Le di vueltas con las manos y noté que algo se desplazaba en el interior. No se veían bisagras, ni siquiera una juntura que revelara la presencia de una tapa. De hecho, parecía un taco de madera maciza, oscura y pesada. Pero yo sabía que era una caja. Sentía que era una caja. Que esperaba ser abierta.
– No lo sabemos -dijo Meluan. Quizá hubiera continuado, pero su esposo la hizo callar con dulzura.
– ¿Qué hay dentro? -Volví a inclinarla y noté que el contenido se desplazaba.
– No lo sabemos -repitió ella.
La madera ya era interesante por sí sola. Era lo bastante oscura para ser roah, pero tenía una veta de color rojo oscuro. Es más, parecía madera de lindera. Olía débilmente a… algo. Era un olor familiar que no acababa de identificar. Acerqué la cara a su superficie y aspiré hondo por la nariz. Algo parecido al limón, desesperadamente evocador.
– ¿Qué madera es esta?
Su silencio fue respuesta suficiente.
Levanté la cabeza y miré al maer y a su esposa.

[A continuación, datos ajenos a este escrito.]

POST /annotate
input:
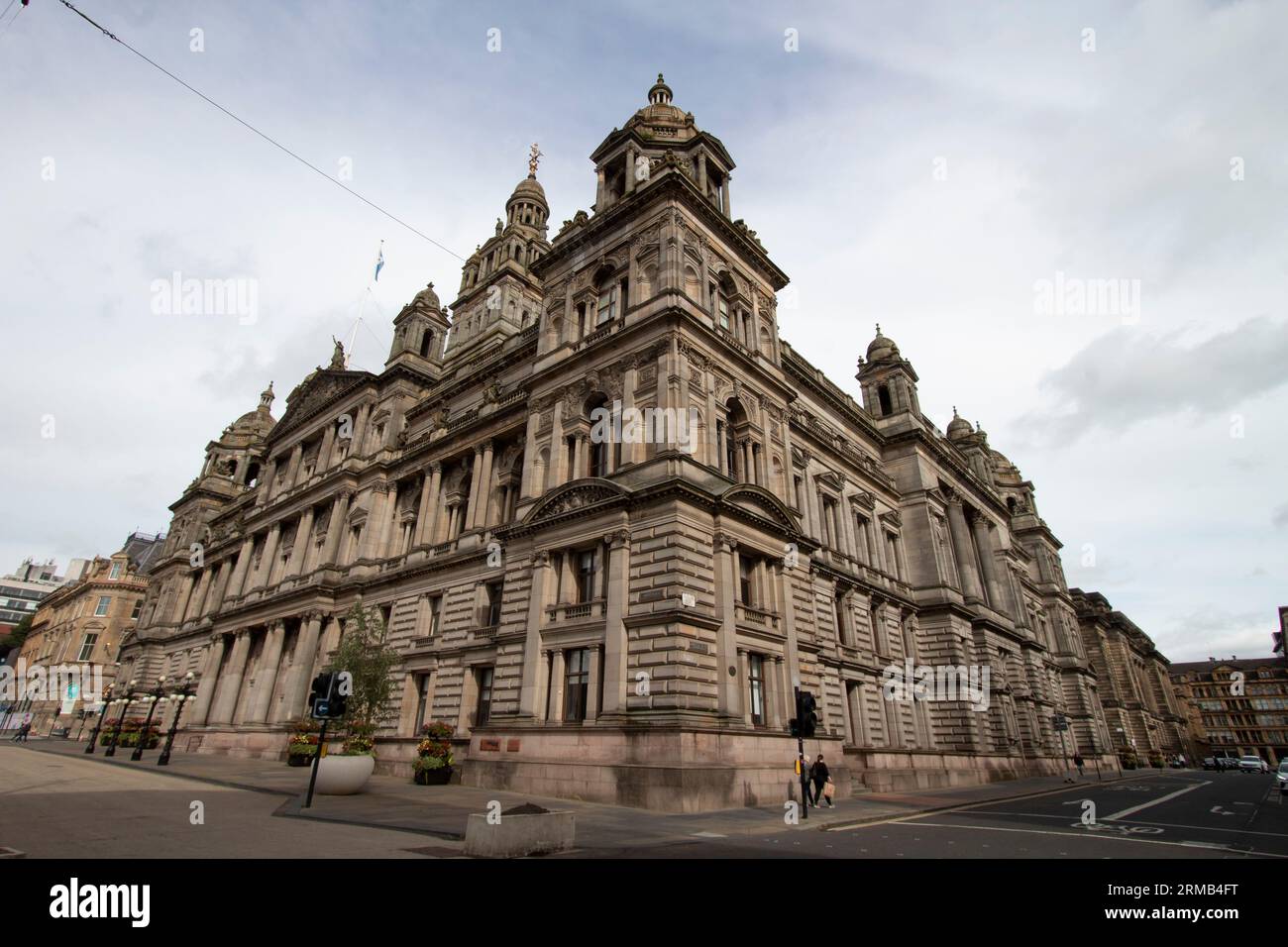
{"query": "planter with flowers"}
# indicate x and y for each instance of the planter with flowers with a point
(368, 661)
(434, 759)
(303, 745)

– No puede decirse que estén dispuestos a ayudarme mucho, ¿verdad? -Sonreí para suavizar cualquier ofensa que mis palabras pudieran causarles.
Alveron se inclinó hacia delante.
– Debes admitir -dijo con una emoción débilmente velada- que esta es una pregunta excelente. Ya me has mostrado tu habilidad para resolver adivinanzas en otras ocasiones. -Sus ojos grises destellaron-. Dime, ¿qué adivinas sobre esto?